In my seventh grade English Literature Arts class the other day, I made the students write a 13 sentence mini story by using different types of sentences and figurative language.  I’ll list the sentence types after the story for you teacher folk if you’re interested.  First, here’s what I wrote while the kids were writing.  I always do the activities because I like writing too.  You gotta practice what you preach.  Know what I’m saying!  And to think, I almost threw this gem away without sharing it with the world.


I needed a burrito from Qdoba.  I often talk out loud to myself so I declared, “I need a queso burrito mas rapido!”  I can’t speak Spanish, but I know mas rapido means quickly.  After I shouted my intentions in the middle of the seventh grade math class I have the first hour of the school day, I walked out the door.  My math teacher chased after me, but I was too fast for his crusty old self because I slammed four Red Bulls for breakfast.  The principal, the assistant principal and the secretary tried to stop me from leaving the school too.  They couldn’t catch me as I sprinted out the front doors of school, that oppressive prison.  Don’t question my Qdoba queso burrito obsession.  I stole my math teacher’s mini van and drove as fast as Nascar driver into the city.  I’m a beast on the prowl for delicious burritos.  I can hear the burrito calling out to me, asking me to eat it.  When I arrived in the city, I was madder than a honey badger in a snake pit.  CRACK!  I smashed my fist against the dashboard of the mini van.  It was 7:45 in the morning and Qdoba was closed.


This burrito doesn't look appetizing because I'm a bad artist, but it tastes good in real life!

This burrito doesn’t look appetizing because I’m a bad artist, but it tastes good in real life!

So here’s the sentence types and the figurative language I used, in order of appearance.

SIMPLE – One simple subject (noun) and a predicate.

COMPOUND – Two simple sentences connected by a coordinating conjunction (FANBOYS: For, And, Nor, But, Or, Yet, So)

COMPLEX – A simple sentence with a dependent clause.  The dependent clause has a subordinating conjunction in it. (After, Before, Because, If, Since…)

COMPOUND COMPLEX – A three part sentence with a coordinating conjunction and a subordinating conjunction.

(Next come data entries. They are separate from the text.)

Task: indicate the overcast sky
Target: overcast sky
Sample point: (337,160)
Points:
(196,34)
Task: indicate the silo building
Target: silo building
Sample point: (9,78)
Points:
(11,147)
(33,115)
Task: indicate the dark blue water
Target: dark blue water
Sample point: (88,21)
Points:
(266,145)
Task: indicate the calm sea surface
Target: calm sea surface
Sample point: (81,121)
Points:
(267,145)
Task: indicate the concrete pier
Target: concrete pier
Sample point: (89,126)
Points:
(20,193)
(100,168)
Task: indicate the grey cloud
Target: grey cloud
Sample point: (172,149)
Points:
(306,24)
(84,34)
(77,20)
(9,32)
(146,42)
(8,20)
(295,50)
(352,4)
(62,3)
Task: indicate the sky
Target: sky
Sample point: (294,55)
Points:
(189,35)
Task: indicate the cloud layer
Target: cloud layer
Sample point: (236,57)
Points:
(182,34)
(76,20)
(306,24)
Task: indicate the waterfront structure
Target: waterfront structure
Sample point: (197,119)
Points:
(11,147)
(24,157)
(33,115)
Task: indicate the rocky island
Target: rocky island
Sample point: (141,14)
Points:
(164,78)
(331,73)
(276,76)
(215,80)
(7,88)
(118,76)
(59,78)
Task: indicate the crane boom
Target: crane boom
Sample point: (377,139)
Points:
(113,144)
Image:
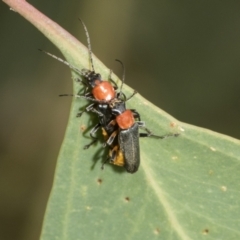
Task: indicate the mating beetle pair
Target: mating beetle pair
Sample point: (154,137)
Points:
(120,126)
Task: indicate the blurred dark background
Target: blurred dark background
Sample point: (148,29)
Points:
(183,56)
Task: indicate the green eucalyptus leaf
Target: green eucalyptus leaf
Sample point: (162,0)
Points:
(187,187)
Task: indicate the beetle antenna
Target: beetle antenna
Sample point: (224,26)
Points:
(88,42)
(62,61)
(123,77)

TRIFECTA – A list of three things in a sentence.  I made this one up, but it adds good rhythm in writing.

APPOSITIVE – Also know as a comma sandwich.  Where you add an interrupt to further describe a noun.  Example – Bob, my silly friend, ate paste.

SIMILE – A comparison of two things that are not alike using the words like or as.

METAPHOR – A comparison of two things that are not alike without using the words like or as.

PERSONIFICATION – Giving a non human thing human like qualities.

HYPERBOLE – Big time exaggeration.

ONOMATOPOEIA – Words that sound like the actual word. Examples – Moo, Boom.

Try this with your class, or just try if you want to have fun while writing.  BAM!  I’m out!